Mr. H. W. Household, Director of Education for the County of Gloucestershire, felt that the question was not so much How to interest children in Nature Study, but How to interest them in all the subjects of the curriculum. If one was to follow the Parents’ Union School programme with success, one must realise that underlying them there was a complete philosophy of education; one could not dissociate one subject from another, all were closely inter-related. One sometimes heard a criticism that in geography, for instance, only the human side was dealt with to the exclusion of the scientific side. The critic had plainly noted only those books set under Geography—if he had studied the programme as a whole he would have realised that the subject was carried further in the books set under Science, Ancient History, Books of Travel, etc.

Touching on the question of Nature Study, Mr. Household said he often found that teachers, especially those who had just begun, thought that the work was more than they could get through, and Nature Study—a subject about which they themselves knew little—was crowded out. When this was not so, the teacher did not always give the child an opportunity of enjoying the book set and of using his eyes.

Mr.

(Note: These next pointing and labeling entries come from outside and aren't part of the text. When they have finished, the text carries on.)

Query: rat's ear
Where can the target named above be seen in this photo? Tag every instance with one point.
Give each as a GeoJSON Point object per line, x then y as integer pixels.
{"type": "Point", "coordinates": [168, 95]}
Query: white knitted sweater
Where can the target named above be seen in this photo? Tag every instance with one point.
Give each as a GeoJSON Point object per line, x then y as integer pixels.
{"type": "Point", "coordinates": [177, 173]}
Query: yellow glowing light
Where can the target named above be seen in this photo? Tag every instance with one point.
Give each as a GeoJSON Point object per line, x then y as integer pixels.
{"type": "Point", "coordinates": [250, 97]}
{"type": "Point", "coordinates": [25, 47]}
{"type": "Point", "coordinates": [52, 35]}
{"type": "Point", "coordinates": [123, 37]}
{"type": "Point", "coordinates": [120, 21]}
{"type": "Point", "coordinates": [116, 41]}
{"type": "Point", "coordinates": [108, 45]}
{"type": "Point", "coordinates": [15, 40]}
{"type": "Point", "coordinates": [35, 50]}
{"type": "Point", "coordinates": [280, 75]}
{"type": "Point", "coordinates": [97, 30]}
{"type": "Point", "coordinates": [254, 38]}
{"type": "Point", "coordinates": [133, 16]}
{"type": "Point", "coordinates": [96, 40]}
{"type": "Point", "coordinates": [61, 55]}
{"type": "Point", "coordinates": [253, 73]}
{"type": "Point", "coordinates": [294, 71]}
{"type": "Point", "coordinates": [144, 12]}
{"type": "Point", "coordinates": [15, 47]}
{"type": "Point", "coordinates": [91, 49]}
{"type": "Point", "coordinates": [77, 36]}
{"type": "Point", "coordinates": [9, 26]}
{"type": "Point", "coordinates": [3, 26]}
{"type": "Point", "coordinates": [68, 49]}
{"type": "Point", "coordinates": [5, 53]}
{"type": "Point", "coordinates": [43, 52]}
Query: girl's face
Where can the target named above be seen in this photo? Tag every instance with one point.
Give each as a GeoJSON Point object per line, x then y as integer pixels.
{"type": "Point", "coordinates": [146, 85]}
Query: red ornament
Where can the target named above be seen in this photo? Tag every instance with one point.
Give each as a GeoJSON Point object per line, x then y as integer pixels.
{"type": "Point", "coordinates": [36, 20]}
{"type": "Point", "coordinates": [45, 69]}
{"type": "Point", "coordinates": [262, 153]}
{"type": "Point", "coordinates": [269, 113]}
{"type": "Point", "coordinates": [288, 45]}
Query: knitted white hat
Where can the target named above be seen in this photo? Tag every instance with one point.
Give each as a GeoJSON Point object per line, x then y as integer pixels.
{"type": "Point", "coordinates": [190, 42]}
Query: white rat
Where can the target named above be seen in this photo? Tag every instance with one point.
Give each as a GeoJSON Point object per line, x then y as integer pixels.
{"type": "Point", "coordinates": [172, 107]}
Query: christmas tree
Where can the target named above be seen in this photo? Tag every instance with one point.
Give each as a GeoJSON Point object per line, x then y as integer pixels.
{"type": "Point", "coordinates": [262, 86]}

Household warned those who had lately started the work that their first year would be a very hard one and full of disappointments. He urged them to have faith in the children, and not to “explain.” The more they did this, the less opportunity the child would have of doing something for himself. A teacher starting with elder children not brought up on the methods, might find them slow to narrate and doing it badly. If he had not faith, he would shorten the passages until perhaps the child was never narrating a complete whole—merely a few words for which a slight effort of memory was all that was required. One did not want memory in this connection but concentration—a making of the passage one’s own, and with patience and faith this could be achieved.

Miss Wright (Ash C of E. School, Kent), spoke of the good effect the methods had had on the two very different types of children in her school—children of hop and fruit-pickers and those of agricultural labourers.

Mr. Cowan (Director of Education, County of Southampton), spoke of the influence of Miss Mason’s ideals in his schools. Speaking of æsthetics in school, he thought that there was a danger of the teacher coming between the child and beauty, as he sometimes did between the child and the book. He knew of children who disliked Nature entirely through the way they had been shown how to love Nature. He hoped that the day would come when children would be turned out from school with material for building up fine standards and values in after life.